The article mentions the January 2009 discovery of semi-submersibles being built by Tamil rebels. Were these actually intended to transport drugs? Their presence in this article suggests it, but the reference I saw gives the impression that they were the same design but intended to transport people instead. —Preceding unsigned comment added by 22.214.171.124 (talk) 03:54, 5 September 2009 (UTC)
- The reference suggests they were used for military purposes (maybe to smuggle people? small arms?) past the Fed navy. The most interesting aspect that pushed me to include it in this article is that it seems it was the same origin/technology as the Colombian narco subs, but intended not for drug trafficking but as a military marine transport vehicle. I have not come through any other reference on that sub. If you do , please let me know. Thanks. Cheers, BatteryIncluded (talk) 06:14, 5 September 2009 (UTC)

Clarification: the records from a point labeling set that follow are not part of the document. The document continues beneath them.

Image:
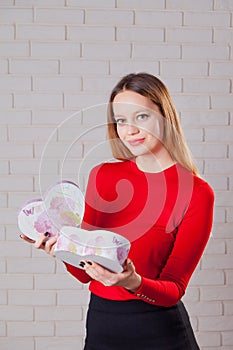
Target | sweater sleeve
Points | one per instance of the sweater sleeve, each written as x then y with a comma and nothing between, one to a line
191,239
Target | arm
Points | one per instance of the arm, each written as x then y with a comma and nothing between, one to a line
193,234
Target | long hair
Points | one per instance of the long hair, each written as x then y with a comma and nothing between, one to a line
151,87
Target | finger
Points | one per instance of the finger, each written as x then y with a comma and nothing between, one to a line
26,239
40,242
49,245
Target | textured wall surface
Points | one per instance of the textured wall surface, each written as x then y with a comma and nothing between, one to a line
59,60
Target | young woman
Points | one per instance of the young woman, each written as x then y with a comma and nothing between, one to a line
155,198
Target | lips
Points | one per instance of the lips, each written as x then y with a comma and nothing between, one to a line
136,142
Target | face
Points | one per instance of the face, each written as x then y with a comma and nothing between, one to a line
139,123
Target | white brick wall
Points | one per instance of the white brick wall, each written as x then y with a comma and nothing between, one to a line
58,56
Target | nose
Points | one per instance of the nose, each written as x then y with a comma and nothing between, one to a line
132,129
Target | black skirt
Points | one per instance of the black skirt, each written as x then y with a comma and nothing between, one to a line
136,325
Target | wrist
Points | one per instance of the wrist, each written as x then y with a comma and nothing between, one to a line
134,283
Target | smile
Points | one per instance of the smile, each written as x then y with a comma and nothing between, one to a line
136,142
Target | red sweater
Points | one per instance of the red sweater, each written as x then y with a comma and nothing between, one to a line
167,216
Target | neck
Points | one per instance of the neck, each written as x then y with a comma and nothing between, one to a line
154,163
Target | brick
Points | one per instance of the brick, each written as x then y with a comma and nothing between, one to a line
208,339
137,4
223,35
91,33
187,35
218,182
91,3
13,249
216,293
189,5
158,18
73,297
203,277
16,281
222,101
106,50
28,265
203,118
9,117
228,307
56,15
220,134
184,68
220,166
30,133
55,282
6,100
222,230
205,308
56,117
58,343
157,51
2,329
3,297
70,329
7,32
16,313
191,101
218,261
55,49
227,338
220,323
122,67
205,52
3,133
58,313
31,66
14,49
3,66
24,329
142,34
223,5
84,100
207,85
108,17
207,150
40,32
15,83
39,3
211,18
93,67
3,200
16,15
220,69
14,150
223,198
58,83
16,343
96,84
35,100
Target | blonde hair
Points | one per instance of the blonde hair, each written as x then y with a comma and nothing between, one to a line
151,87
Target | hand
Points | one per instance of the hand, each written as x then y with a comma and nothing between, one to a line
42,242
128,279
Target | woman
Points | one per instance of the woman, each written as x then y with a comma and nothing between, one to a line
155,198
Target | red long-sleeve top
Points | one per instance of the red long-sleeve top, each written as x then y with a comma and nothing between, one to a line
167,216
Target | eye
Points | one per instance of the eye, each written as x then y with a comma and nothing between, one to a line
142,116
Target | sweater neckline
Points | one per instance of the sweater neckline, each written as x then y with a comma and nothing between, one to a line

I thought that overall this was a good article, but maybe some design points should be added. I doubt any of us will get our hands on schematics but maybe we could have a diagram for a typical Narco Submarine. Though the article did make it a point that the subs are Fiber Glass and steel and pointed out their stealthy capabilities, I was quite impressed with that. I'm just thinking we could maybe draw up a diagram on it for the more visual learners. —Preceding unsigned comment added by Aryeonos (talk • contribs) 20:05, 9 September 2009 (UTC)

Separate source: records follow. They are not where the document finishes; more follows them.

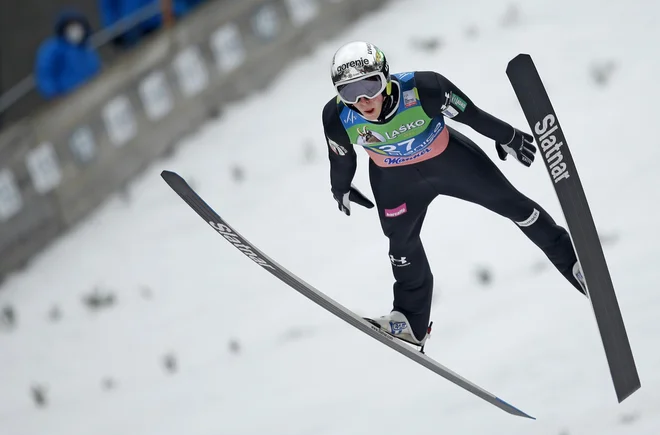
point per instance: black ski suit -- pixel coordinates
(462, 170)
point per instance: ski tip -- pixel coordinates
(168, 174)
(513, 410)
(520, 58)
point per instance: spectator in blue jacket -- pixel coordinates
(66, 60)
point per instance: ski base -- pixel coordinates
(181, 187)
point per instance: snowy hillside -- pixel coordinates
(198, 340)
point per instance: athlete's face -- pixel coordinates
(370, 108)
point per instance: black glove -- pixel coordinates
(353, 195)
(521, 146)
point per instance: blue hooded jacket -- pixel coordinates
(62, 66)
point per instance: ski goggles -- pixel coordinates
(369, 87)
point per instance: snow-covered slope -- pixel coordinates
(528, 336)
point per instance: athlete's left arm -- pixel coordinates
(440, 96)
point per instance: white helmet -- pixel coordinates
(359, 69)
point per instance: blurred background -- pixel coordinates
(121, 312)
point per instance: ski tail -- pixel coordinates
(559, 163)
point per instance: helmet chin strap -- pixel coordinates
(390, 102)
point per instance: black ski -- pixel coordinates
(559, 163)
(191, 198)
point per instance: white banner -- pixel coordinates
(10, 197)
(191, 71)
(156, 96)
(44, 168)
(119, 120)
(83, 145)
(227, 46)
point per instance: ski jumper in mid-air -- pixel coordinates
(399, 119)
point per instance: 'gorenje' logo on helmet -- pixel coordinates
(360, 62)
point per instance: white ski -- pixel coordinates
(181, 187)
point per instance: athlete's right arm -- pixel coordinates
(343, 159)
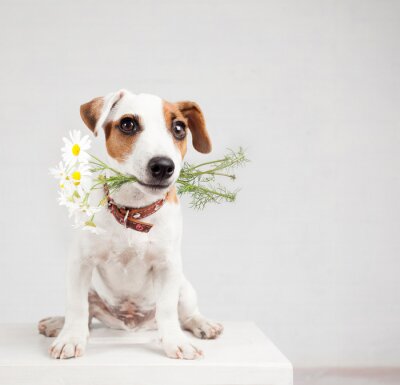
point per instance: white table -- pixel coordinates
(243, 355)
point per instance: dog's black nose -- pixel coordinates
(161, 167)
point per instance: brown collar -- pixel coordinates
(129, 216)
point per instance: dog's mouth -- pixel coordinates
(155, 186)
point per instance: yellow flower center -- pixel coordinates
(76, 149)
(76, 176)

Here's a simple and comprehensive diagram, also the page where this image is from is very informative: Covert Naval Blog: Narco submarines, torpedoes and semi-submersibles.
How do you prove that it actually was a narco sub?
This article is a little confusing. I assume there must be proof that it was a narco sub? Or does the law make it illegal to merely be aboard a low lying boat at sea? If so, how will it affect mini subs and other crafts used by researchers for exploration. Must they have a permit? 126.96.36.199 (talk) —Preceding undated comment added 15:20, 3 October 2009 (UTC).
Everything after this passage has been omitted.